Tunji Owoeye a maritime expert said the lack of scanners at the Nigerian port is worrisome and a shame to the country, he urged the Federal Government to see to the provision of scanners at the port in the year 2018The development, they added, has also led to drastic reduction in the volume of cargoes handled at Nigerian ports, with affected port terminals losing about 60 per cent of their cargoes to the CBN restriction policy.
During the year under review, the NCS made some effort to tackle smuggling with their effort leading to loss of lives. The Comptroller General of the NCS, Col Hamid Ali (retd.) had in a chat with newsmen lamented how the Service lost some of its officers in various battles with smugglers along Nigeria’s border with Benin Republic.

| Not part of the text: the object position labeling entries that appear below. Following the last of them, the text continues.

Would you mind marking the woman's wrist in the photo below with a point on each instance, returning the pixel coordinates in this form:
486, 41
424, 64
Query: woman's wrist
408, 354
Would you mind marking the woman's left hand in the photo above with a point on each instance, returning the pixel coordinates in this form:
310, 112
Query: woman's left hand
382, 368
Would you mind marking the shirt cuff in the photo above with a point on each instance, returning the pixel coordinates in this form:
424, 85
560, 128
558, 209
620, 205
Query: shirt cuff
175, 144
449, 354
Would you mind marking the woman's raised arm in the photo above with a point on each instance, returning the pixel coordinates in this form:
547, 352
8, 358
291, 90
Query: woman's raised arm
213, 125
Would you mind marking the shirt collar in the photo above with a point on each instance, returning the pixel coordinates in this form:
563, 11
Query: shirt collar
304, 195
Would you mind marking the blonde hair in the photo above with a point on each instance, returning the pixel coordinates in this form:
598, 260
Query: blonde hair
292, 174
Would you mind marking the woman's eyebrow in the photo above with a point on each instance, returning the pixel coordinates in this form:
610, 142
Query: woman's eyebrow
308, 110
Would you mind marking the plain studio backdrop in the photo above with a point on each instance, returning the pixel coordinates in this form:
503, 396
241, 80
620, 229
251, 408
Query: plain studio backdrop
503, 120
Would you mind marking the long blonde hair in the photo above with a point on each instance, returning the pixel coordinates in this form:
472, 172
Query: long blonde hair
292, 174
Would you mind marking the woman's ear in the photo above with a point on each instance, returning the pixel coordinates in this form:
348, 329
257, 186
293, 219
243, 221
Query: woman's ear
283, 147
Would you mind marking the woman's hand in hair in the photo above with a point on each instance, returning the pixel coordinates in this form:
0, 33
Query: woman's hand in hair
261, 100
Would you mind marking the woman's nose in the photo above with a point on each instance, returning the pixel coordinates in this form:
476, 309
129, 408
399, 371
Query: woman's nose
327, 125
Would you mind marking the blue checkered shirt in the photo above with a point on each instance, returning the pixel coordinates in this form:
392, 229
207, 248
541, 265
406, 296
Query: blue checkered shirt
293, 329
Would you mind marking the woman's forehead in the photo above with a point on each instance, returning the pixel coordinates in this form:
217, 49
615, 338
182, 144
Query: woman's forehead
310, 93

The service was able to intercept 2100 illegal arms in the year, with several banned items like rice, cannabis, vehicles through land borders among other things.
The Customs boss however solicited the support of its stakeholders to partner Nigeria in the fight against smuggling.
According to him, the biggest problem confronting Nigerian Customs service till date is the lack of compliance on the part of traders, who make dishonest declarations.
Ali emphasised the fact that borders are imaginary as far as ECOWAS is concerned, stressing that the Benin Republic Customs administration must work hard to ensure that trade between both countries are without unnecessary hindrances.
During the year the economic down turn also affected federal government agencies in the maritime sector as they struggled for funds to address their core functions.
This was as a result of terminal operators and shipping companies’ failure to meet their dollar obligations to the agencies as a result of the foreign exchange crisis.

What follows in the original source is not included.